Quando o sino toca ao final do turno, e as crianças saem aos gritos para as ruas da Costeira — algumas rumo às docas para ajudar os pais, outras para casa onde aguardam tarefas domésticas —, resta no pátio um silêncio especial. É o silêncio das salas que acabaram de receber conhecimento; das carteiras que guardam a memória de gerações de mãos infantis que nelas escreveram seus primeiros sonhos.
Helena Viana Sundin jamais imaginou que seu nome seria gravado em pedra. Morreu como morrem os verdadeiros educadores: sem glórias públicas, sem estátuas, sem discursos de homenagem em vida. Mas sua lição permanece viva — não nos livros de história oficial, mas no gesto cotidiano de uma professora que hoje, naquela mesma escola, enxuga a lágrima de uma criança com dificuldades de aprendizagem; no olhar de um jovem que, formado ali, decide cursar pedagogia para voltar e ensinar; na certeza coletiva de que, mesmo na periferia de uma cidade portuária, mesmo entre redes de pesca e carregamentos de navio, cada criança merece o direito sagrado de aprender.
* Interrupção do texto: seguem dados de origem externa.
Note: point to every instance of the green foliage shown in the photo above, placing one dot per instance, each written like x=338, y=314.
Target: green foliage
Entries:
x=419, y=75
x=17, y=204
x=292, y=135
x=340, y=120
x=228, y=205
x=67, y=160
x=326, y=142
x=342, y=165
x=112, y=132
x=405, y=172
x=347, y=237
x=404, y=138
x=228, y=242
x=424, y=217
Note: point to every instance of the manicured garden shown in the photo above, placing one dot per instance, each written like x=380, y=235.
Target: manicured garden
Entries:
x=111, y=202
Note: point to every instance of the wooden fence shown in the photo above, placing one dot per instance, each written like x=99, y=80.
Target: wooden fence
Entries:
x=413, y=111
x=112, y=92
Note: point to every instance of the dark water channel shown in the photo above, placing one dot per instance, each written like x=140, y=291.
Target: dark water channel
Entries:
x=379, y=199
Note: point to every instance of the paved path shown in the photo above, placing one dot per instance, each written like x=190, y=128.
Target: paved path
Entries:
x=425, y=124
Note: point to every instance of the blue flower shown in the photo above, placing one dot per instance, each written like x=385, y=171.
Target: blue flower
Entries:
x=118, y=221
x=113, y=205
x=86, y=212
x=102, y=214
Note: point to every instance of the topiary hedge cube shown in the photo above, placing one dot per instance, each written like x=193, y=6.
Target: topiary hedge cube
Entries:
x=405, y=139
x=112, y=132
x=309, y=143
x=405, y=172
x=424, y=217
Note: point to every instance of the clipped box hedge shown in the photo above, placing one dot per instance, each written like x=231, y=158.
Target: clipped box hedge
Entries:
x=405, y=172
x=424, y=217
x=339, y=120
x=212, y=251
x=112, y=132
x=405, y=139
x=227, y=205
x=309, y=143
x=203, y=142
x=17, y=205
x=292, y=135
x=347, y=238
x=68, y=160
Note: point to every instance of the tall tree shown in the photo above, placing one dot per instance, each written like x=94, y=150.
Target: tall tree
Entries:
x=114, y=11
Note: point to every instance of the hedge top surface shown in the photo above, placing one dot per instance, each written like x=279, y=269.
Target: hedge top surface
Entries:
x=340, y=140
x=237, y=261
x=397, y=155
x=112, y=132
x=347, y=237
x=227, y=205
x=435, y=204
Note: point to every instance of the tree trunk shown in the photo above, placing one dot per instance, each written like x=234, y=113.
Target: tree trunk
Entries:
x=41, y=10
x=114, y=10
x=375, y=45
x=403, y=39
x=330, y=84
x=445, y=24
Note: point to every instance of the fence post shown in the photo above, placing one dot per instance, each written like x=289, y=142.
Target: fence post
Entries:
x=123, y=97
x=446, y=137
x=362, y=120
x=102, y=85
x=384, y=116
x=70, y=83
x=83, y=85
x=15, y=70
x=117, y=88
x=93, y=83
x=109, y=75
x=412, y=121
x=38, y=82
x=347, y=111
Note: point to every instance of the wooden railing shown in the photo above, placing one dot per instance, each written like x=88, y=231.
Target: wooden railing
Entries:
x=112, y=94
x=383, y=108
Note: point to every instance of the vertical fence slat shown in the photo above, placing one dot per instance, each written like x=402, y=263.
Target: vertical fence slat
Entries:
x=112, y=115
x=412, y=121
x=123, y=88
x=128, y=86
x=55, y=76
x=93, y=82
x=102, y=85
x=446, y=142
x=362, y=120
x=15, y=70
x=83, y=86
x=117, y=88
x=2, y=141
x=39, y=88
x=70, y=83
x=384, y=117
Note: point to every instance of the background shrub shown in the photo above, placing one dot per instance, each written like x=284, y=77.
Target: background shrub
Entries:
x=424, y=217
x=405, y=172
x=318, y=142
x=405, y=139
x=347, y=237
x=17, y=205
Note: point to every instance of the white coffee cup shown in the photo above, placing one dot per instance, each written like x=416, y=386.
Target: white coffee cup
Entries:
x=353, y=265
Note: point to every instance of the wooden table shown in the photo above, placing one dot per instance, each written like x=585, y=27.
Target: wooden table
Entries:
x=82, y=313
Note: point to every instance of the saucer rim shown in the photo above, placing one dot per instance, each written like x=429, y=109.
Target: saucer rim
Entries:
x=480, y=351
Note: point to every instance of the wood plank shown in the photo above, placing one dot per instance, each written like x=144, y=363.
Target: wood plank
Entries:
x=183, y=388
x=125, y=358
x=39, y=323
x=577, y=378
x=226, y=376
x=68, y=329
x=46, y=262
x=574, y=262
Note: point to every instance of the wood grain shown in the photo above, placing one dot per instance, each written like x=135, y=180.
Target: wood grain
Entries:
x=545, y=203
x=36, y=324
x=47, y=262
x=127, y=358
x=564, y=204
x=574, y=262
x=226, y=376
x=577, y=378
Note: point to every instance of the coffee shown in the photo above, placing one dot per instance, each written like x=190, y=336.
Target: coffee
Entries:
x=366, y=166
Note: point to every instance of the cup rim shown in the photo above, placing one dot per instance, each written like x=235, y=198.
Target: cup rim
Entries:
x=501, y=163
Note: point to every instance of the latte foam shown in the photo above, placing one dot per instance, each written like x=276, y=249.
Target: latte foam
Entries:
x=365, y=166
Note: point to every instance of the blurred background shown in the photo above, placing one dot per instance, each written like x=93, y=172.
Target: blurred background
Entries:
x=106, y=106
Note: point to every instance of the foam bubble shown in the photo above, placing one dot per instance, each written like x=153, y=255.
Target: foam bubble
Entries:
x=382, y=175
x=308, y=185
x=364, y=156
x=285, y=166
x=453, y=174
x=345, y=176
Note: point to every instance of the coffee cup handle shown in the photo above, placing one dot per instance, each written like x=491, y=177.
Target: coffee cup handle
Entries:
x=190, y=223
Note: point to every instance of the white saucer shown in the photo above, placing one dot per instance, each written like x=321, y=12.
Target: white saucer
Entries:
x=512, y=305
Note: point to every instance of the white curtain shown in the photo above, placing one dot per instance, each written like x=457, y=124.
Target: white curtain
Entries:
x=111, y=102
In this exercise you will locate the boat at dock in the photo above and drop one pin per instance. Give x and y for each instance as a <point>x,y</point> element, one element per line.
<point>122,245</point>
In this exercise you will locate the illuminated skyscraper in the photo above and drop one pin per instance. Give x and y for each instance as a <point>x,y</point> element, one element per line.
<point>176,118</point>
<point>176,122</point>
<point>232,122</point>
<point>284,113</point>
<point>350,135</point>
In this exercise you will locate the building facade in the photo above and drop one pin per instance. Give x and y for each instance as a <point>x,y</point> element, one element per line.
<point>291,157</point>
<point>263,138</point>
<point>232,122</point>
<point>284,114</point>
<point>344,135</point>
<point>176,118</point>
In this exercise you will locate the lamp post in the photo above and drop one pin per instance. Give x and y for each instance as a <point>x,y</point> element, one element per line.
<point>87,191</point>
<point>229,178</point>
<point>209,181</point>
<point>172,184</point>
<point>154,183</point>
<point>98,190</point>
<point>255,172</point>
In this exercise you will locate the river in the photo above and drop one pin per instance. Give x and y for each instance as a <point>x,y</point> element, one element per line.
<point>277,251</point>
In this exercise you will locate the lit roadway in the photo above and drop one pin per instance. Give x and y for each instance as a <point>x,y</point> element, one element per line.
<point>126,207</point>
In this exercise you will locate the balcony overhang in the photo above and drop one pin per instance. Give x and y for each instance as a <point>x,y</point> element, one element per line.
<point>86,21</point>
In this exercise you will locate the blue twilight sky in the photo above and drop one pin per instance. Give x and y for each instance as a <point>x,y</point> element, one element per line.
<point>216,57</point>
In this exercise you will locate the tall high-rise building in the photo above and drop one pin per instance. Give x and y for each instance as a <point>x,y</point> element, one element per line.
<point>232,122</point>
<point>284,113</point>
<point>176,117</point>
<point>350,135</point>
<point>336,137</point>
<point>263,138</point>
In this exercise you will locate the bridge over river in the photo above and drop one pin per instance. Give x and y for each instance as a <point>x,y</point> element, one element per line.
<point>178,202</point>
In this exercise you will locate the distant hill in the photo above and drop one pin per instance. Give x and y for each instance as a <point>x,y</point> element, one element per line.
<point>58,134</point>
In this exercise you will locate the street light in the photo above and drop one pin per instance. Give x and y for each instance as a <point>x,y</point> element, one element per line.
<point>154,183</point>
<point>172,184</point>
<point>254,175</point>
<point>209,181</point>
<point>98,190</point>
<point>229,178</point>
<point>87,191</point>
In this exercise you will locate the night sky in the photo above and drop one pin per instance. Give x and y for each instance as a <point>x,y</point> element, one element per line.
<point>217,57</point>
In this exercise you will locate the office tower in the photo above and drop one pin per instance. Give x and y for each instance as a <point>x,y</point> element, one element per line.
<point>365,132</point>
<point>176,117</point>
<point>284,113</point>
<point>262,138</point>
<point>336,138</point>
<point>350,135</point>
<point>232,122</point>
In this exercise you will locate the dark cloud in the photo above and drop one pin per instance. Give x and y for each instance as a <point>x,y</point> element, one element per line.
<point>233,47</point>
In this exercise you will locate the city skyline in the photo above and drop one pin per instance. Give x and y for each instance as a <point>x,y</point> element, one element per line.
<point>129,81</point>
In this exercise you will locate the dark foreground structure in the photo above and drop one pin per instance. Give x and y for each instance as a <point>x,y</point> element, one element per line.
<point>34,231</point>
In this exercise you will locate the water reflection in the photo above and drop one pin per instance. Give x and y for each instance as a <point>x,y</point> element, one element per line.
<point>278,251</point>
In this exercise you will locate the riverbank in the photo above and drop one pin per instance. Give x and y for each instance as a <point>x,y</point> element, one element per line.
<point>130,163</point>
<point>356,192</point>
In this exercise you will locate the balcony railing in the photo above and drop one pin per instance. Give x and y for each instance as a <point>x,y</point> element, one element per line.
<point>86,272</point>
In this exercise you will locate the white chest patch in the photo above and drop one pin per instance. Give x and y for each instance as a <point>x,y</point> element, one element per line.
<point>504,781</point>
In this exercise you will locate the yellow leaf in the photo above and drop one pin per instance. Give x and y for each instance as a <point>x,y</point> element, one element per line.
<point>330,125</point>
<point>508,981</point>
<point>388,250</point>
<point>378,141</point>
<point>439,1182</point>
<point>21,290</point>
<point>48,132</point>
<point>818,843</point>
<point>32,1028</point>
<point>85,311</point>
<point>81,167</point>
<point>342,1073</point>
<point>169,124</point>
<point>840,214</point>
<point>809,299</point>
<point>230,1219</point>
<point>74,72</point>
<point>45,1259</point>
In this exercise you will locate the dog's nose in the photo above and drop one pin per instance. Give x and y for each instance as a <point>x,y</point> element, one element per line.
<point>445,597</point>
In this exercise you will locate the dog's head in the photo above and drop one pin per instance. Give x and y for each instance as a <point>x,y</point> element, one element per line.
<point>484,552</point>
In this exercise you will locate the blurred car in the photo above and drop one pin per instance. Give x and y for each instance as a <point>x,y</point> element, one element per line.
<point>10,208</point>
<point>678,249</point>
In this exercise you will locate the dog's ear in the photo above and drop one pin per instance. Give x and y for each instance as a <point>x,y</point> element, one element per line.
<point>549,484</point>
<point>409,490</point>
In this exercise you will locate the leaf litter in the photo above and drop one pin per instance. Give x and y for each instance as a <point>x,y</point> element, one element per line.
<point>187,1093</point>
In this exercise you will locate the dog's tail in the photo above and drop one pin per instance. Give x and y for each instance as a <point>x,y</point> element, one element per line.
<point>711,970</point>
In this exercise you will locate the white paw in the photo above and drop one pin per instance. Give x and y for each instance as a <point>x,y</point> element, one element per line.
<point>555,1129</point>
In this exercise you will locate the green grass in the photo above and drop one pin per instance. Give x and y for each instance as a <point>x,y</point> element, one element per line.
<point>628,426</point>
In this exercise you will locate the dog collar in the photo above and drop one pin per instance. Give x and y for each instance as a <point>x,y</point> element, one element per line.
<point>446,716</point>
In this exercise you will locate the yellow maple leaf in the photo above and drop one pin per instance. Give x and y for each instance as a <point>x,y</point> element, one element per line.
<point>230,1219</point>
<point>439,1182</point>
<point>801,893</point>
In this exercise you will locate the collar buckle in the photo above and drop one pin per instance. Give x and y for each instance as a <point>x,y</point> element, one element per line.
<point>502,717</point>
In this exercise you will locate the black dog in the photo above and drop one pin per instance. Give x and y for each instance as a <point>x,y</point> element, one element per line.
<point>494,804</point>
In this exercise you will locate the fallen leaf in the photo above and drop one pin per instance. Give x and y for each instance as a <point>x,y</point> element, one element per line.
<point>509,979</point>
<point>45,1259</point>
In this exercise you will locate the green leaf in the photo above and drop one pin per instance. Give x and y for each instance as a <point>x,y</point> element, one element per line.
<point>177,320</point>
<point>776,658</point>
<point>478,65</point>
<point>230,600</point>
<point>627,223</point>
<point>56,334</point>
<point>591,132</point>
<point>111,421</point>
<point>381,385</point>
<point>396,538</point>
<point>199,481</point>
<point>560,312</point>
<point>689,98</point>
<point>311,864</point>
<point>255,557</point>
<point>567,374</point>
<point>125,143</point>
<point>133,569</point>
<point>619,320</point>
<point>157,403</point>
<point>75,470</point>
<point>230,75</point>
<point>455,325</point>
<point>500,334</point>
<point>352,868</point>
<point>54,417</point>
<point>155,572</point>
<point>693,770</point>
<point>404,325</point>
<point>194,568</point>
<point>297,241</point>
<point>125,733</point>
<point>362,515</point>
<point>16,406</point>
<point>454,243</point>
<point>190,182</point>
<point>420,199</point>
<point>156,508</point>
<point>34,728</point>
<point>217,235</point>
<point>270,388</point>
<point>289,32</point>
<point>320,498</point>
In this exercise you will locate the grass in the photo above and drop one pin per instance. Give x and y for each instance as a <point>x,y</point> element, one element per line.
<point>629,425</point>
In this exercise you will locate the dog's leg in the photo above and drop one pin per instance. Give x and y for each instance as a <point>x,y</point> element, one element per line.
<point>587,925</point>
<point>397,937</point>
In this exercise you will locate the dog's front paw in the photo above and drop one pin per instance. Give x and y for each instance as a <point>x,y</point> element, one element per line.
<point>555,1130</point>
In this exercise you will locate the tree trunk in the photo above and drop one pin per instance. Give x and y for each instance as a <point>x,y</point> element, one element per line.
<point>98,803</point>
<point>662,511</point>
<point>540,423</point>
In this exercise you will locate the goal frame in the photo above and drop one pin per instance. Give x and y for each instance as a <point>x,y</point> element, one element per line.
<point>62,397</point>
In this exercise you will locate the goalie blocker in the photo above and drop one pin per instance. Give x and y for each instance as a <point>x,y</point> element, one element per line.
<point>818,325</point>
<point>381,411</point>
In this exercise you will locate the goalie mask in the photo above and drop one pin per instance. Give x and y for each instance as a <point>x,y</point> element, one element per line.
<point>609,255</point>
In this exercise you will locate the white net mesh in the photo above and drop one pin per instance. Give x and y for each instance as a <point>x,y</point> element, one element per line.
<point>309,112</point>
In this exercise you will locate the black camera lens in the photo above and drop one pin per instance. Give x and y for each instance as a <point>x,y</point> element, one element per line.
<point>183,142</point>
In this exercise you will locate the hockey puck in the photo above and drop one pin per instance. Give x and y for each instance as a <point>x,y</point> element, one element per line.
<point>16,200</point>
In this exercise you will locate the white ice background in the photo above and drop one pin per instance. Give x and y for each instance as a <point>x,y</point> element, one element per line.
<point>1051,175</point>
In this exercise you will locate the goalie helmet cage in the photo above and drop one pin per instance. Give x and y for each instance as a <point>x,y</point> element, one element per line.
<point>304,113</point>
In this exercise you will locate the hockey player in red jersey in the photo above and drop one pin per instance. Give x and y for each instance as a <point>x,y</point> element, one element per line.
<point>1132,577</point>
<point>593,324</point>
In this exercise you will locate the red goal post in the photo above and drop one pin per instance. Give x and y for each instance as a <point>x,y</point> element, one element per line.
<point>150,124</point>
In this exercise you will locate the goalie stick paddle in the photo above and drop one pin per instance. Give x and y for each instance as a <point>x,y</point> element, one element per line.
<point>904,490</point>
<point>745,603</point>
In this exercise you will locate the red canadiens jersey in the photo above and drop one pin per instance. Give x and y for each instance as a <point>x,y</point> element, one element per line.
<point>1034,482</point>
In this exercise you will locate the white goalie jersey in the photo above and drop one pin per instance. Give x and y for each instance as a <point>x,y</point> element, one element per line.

E assim, entre o murmúrio do Itiberê e o apito distante dos navios, o edifício neocolonial da Avenida Coronel José Lobo continua de pé — não como monumento ao passado, mas como promessa viva de que, enquanto houver uma criança disposta a aprender e um educador disposto a ensinar com o coração, a Costeira — e o Brasil — jamais perderão a capacidade de transformar sonhos em realidade, uma letra de cada vez.